Ribeiro Cubal Adelaide Fernanda, Ferreira Carvalho Joana Isabel, Costa Maria Fernanda Martins, Branco Ana Paula Tavares
Obstetrics and Gynecology Service, Gynecology Department, Centro Hospitalar Tâmega e Sousa, E.P.E., 4564-007 Penafiel, Portugal.
Int J Surg Oncol. 2012;2012:936534. doi: 10.1155/2012/936534. Epub 2012 Jul 8.

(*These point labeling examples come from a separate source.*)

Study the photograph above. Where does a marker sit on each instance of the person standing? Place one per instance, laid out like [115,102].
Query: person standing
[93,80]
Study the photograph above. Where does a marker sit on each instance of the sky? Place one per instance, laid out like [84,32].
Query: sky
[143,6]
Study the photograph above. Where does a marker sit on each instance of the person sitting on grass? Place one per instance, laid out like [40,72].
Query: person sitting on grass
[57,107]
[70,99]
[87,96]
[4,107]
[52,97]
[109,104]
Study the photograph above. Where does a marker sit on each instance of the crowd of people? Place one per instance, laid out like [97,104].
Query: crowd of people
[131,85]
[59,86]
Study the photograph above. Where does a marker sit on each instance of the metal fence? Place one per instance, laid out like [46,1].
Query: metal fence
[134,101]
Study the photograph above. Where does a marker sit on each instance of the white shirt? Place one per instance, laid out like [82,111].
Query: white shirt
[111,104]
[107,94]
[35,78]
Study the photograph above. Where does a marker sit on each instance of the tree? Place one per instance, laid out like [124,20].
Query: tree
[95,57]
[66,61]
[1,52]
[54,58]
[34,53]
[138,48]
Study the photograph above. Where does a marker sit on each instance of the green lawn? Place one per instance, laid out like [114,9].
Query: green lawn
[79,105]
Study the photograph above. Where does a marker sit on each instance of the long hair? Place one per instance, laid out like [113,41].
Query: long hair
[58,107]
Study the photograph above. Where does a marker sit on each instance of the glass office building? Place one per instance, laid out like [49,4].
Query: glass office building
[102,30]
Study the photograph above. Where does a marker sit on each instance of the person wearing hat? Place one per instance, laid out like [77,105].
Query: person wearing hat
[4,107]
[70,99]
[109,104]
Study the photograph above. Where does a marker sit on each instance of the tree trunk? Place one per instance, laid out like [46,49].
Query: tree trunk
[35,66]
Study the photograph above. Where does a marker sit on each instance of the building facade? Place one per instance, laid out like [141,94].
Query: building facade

Nowadays cervical cancer is diagnosed in many women who still want to have children. This led to the need to provide fertility-sparing treatments. The main goal is to maintain reproductive ability without decreasing overall and recurrence-free survival. In this article, we review data on procedures for fertility preservation, namely, vaginal and abdominal trachelectomy, less invasive surgery and neoadjuvant chemotherapy. For each one, oncological and obstetrical outcomes are analyzed. Comparing to traditionally offered radical hysterectomy, the overall oncologic safety is good, with promising obstetrical outcomes.
如今,许多仍希望生育的女性被诊断出患有宫颈癌。这就导致了需要提供保留生育功能的治疗方法。主要目标是维持生殖能力,同时不降低总体生存率和无复发生存率。在本文中,我们回顾了关于生育力保存程序的数据,即阴道和腹式宫颈切除术、微创手术和新辅助化疗。对每一种方法,我们都分析了肿瘤学和产科结局。与传统的根治性子宫切除术相比,总体肿瘤学安全性良好,产科结局也很有前景。